Para los cursos iniciales (1.º–2.º de primaria) recomiendo empezar con materiales muy visuales y manipulativos: los libros de «Matemáticas Santillana» suelen traer actividades concretas y juegos que ayudan a entender conceptos básicos; los cuadernos de refuerzo y las colecciones de lecturas cortas de «Lecturas Santillana» funcionan genial para afianzar la lectura y la comprensión. Además, los «Cuadernos Santillana» o los
cuadernillos de actividades extras son perfectos para practicar en casa sin presión y para repasar durante las vacaciones.
En el tramo medio (3.º–4.º) me gusta apostar por series que integren proyectos y trabajo por competencias. Ahí destaca «Proyecto Saber Hacer», que propone tareas conectadas con la vida real; junto con «
lengua y literatura Santillana» y «Ciencias Naturales Santillana» se puede armar una rutina equilibrada entre teoría, experimentos sencillos y muchas lecturas guiadas. Para sociales, los textos de «Ciencias Sociales Santillana» suelen traer mapas, infografías y actividades colaborativas que enganchan a los más curiosos.

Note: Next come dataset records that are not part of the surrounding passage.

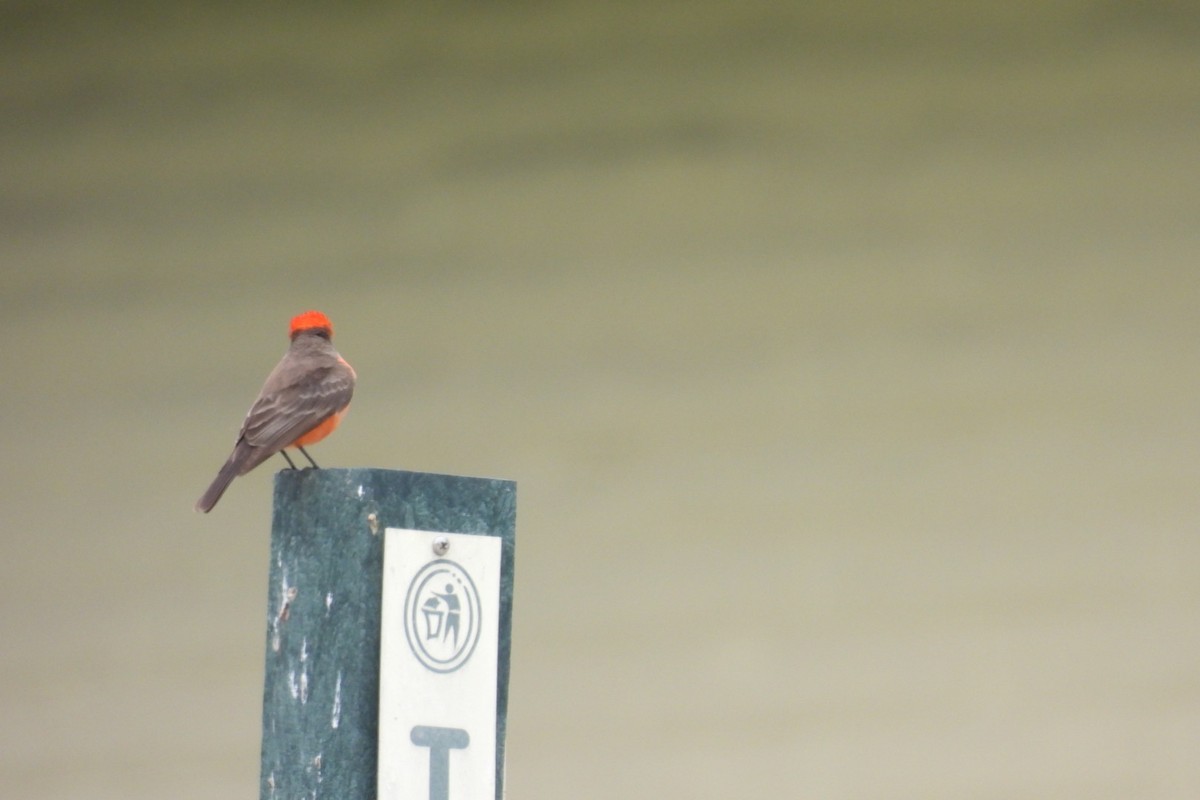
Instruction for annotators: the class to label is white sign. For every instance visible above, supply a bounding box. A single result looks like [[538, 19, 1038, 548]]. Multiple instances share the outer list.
[[378, 529, 502, 800]]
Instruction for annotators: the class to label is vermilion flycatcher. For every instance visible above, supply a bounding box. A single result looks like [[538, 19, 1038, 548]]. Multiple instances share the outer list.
[[195, 310, 356, 513]]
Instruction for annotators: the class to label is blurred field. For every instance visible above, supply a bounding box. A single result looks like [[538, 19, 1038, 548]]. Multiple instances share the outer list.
[[2, 3, 1198, 798]]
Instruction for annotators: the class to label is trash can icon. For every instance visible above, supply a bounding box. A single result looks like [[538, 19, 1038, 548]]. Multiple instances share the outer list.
[[421, 596, 444, 640]]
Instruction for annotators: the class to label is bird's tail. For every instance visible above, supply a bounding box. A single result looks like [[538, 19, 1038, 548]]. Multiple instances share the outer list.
[[195, 458, 240, 513]]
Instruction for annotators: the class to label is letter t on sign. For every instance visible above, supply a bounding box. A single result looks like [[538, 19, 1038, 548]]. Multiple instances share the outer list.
[[411, 726, 469, 800]]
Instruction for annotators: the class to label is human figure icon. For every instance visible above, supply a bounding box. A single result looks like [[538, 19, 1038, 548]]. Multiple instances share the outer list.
[[434, 584, 461, 648]]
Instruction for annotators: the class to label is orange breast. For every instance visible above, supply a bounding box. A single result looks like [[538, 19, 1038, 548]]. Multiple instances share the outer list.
[[290, 410, 344, 447]]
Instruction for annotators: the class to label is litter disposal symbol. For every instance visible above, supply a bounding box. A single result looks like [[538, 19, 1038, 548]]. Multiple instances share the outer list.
[[404, 558, 482, 673]]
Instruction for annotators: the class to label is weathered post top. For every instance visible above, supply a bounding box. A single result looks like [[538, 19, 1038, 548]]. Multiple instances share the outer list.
[[260, 467, 516, 800]]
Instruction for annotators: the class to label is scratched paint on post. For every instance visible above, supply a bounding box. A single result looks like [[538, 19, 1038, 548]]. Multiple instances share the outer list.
[[378, 529, 501, 800]]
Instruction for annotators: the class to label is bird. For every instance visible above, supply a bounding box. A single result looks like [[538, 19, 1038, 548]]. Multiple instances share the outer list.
[[195, 310, 356, 512]]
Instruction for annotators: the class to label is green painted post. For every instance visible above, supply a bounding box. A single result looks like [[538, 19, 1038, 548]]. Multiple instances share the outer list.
[[259, 468, 516, 800]]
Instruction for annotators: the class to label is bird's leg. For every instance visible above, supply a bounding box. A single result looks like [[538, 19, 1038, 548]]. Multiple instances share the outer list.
[[297, 446, 320, 469], [278, 450, 299, 470]]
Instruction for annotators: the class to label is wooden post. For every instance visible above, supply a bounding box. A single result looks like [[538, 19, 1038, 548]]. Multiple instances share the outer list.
[[259, 468, 516, 800]]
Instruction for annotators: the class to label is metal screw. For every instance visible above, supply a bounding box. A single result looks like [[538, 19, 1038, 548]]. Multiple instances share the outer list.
[[432, 536, 450, 556]]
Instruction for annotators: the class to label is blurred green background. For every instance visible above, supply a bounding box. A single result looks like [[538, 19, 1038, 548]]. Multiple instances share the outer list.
[[3, 3, 1198, 798]]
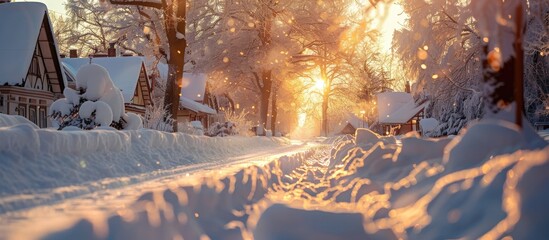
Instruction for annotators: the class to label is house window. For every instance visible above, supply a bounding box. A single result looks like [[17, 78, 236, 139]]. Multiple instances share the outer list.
[[29, 106, 37, 125], [39, 108, 47, 128], [17, 104, 27, 117]]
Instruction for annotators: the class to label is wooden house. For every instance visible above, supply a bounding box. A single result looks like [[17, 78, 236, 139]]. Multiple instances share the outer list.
[[156, 63, 217, 128], [0, 2, 66, 128], [177, 73, 217, 128], [62, 56, 152, 116], [331, 113, 368, 136], [377, 92, 429, 135]]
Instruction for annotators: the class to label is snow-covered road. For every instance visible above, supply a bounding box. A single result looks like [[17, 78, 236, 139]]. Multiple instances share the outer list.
[[2, 114, 549, 240], [0, 139, 323, 240]]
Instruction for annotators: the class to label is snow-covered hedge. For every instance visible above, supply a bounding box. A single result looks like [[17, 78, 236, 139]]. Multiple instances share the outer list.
[[0, 115, 289, 200], [49, 63, 142, 130]]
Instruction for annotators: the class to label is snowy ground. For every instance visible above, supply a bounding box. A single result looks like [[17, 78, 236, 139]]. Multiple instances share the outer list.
[[0, 114, 318, 239], [0, 139, 317, 240], [2, 114, 549, 239]]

Para 5.º–6.º conviene buscar libros que preparen al alumno para pensar de forma crítica: antologías de lecturas, libros de
comprensión lectora y proyectos interdisciplinares. No olvides la oferta digital de Santillana (plataformas y recursos interactivos), que muchas veces incluye ejercicios autocalificables, fichas descargables y audios. En mi experiencia, combinar el libro de aula con un cuaderno de actividades y lecturas extra es la mejor fórmula: los libros oficiales dan la estructura curricular y los complementos mantienen el interés. Personalmente, valoro mucho los títulos que traen propuestas prácticas y pequeñas evaluaciones formativas; al final, lo que más importa es que el niño disfrute aprendiendo y se sienta con ganas de volver al libro.